デザイナー、つまりモードレスな人の癖は、ソリューションの創出に際して、既成概念をどこまで遡って崩せるかという脳内チャレンジを繰り返すことです。現行のイディオムや機能表現を無かったことにして、問題解決に辿り着く最短ルートを模索するのです。その時、製品コンセプトの中心から距離のある付加的な要素についてはいったん無視します。それらがもたらす細々とした制約を考慮していると、整合させなければならない事項が多すぎて、新しいイメージを獲得できないからです。
そしてひとたび理想像をイメージできると — 例えばエレベーターに人感知センサーがあれば「開く」ボタンも「閉じる」ボタンも不要になる、というソリューションを思いつくと — 今度は、そのアイデアを実装する上で障害となる二義的な問題の解決方法を考え始めます。例えば、急いでいる時に意図的にドアを閉めたい場合にどうするかとか、乗ろうとしている人とただの通行人をどうやってセンサーに区別させるか、といったことです。
デザインには必ずトレードオフがあるので、新しいアイデアを採用するとそれに伴ってこれまでには無かった新たな課題が発生します。しかし課題には優先度があるので、重要な課題Aを解決するために課題Bが生じる場合、Aを諦めればBが解決されるからといって、そのような方策は何としても避けたいと考えます。モードレスな人は理想主義者なのです。
しかし現実には、デザイナーが到達した理想像に対してプロジェクトでGOサインが出ることは稀です。特に現行システムの改修を行おうとしている場合、デザイナーが示した理想的なデザイン案はほぼ100%却下されます。その理由は次のようなものです。
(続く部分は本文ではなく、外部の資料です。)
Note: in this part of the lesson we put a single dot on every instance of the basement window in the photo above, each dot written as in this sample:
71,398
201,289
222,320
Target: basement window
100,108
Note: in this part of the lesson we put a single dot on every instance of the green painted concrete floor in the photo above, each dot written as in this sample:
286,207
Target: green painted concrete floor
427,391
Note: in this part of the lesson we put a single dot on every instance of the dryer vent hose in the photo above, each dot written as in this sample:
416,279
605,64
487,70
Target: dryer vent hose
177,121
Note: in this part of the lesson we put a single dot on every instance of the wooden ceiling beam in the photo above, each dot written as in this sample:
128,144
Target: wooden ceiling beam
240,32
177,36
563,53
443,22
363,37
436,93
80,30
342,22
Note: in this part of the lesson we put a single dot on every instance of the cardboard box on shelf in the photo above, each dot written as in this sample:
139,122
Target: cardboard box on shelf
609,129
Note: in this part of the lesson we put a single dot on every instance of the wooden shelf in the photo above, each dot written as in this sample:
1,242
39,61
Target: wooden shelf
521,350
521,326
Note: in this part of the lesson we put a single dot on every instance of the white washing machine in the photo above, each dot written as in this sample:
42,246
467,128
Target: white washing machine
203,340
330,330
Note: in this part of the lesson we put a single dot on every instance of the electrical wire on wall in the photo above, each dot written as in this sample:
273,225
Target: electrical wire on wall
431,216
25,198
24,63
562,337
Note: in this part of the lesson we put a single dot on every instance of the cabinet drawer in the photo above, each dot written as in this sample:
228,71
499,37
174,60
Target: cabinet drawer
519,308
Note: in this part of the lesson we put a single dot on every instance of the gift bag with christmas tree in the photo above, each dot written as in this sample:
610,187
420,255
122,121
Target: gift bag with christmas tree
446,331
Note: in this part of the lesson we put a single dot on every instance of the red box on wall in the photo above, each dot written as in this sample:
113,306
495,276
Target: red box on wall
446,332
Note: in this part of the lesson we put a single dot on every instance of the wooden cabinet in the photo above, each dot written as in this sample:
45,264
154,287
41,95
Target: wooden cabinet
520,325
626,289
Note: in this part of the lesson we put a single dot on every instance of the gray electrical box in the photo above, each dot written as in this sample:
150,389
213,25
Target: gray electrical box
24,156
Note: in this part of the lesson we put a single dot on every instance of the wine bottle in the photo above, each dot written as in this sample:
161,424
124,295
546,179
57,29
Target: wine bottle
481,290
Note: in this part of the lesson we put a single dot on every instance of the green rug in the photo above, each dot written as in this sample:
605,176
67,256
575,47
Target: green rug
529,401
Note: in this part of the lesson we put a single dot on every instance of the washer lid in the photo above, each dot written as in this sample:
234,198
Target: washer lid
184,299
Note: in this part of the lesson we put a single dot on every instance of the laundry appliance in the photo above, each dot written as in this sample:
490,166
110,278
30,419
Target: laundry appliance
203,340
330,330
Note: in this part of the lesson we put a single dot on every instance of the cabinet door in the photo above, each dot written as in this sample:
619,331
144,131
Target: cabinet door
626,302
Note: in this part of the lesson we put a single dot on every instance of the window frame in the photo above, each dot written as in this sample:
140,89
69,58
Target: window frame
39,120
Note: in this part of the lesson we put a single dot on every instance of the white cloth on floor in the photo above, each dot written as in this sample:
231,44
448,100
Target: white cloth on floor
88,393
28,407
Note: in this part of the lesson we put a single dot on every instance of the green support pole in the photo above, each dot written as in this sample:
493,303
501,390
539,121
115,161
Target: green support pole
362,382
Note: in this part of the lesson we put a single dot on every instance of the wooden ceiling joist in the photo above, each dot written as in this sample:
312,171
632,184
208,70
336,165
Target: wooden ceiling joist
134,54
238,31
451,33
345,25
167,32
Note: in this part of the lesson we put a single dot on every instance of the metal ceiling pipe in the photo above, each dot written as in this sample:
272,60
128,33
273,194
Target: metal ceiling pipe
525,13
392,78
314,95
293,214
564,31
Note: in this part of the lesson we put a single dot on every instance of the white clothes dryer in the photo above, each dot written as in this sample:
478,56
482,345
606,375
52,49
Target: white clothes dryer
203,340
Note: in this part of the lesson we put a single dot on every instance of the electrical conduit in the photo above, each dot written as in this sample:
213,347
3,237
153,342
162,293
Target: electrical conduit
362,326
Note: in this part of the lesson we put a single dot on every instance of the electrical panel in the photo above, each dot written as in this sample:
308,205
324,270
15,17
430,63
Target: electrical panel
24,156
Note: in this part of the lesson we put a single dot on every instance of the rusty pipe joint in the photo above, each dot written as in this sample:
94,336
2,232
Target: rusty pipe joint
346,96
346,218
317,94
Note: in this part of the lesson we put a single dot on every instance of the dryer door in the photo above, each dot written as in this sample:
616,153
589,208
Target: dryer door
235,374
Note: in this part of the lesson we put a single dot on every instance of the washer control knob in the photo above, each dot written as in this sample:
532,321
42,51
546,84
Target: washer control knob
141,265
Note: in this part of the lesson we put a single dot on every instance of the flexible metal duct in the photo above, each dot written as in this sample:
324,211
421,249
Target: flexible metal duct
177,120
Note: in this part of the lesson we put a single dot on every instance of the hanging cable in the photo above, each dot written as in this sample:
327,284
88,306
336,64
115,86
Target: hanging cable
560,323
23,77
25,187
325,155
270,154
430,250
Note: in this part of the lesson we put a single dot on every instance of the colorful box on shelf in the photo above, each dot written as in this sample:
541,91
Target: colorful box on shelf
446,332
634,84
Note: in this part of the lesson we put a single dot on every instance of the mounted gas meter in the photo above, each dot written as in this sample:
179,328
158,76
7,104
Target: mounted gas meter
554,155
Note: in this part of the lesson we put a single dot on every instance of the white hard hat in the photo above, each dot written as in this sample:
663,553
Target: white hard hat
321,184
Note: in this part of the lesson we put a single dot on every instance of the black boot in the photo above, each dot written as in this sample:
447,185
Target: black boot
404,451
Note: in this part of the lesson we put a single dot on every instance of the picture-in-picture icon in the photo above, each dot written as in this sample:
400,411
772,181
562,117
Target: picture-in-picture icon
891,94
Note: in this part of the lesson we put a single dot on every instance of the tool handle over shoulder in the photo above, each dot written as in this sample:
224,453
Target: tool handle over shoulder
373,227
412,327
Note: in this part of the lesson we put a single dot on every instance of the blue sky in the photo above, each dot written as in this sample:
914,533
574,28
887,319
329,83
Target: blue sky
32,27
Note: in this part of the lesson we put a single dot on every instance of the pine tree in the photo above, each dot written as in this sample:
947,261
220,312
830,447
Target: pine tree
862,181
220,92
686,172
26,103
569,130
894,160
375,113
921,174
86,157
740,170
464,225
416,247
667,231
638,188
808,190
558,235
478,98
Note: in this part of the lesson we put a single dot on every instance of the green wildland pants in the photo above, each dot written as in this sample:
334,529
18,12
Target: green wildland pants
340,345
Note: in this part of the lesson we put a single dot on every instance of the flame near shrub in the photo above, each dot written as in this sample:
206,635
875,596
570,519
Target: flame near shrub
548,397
- 理想像を実装するとなると、現行システムをほとんど捨てて作り直すことになるので、コストがかかりすぎる。
- 理想像は現行システムと違い過ぎるので、それが本当に改善になるのか判断できない。
- 理想像を実装する上で新たに発生する課題の解決コストが、その改修によって得られる追加利益を上回る。
- 理想像は現行システムと大きく異なるので、ユーザーの再学習、販促物やマニュアル類の作り直し、保守やサポートコストの再見積もりなど、不確定要素が多すぎて、ビジネス性を定量化できない。
これらは確かにもっともなことで、デザイナーがいくら新しいデザインの完全性を訴えても、モーダルな人々には無意味です。モーダルな人々のモチベーションは、デザインのロジックではなくビジネスのロジックにあるからです。モーダルな人々は、現実主義者なのです。
つまり、産業において「発注者(モーダルな人)→ 受注者(モードレスな人)」という構図が一般的である以上、良いアイデアのほとんどは実現されずに闇に葬られるのです。
これまで僕が携わった案件でも、どれだけ残念な思いをしたか分かりません。理想像を追及できないとすると、後は大して意味の無いちまちました小改善を重ねることしかできません。「発注者がビジネス性を納得できるスコープでソリューションを提供するのがプロのデザイナーだ」と言われればそれまでですが、こういった状況は、職業デザイナーにとって恒常的なストレスになっています。
だから発注者にとって、製品の最初のバージョンにおける良いデザイナーの存在が、どれだけその後の製品ロードマップを左右するかは、計り知れないのです。なぜなら最初のバージョンというのはもともとビジネス性が多分に不透明であり、デザインのロジックが純粋に評価されやすいからです。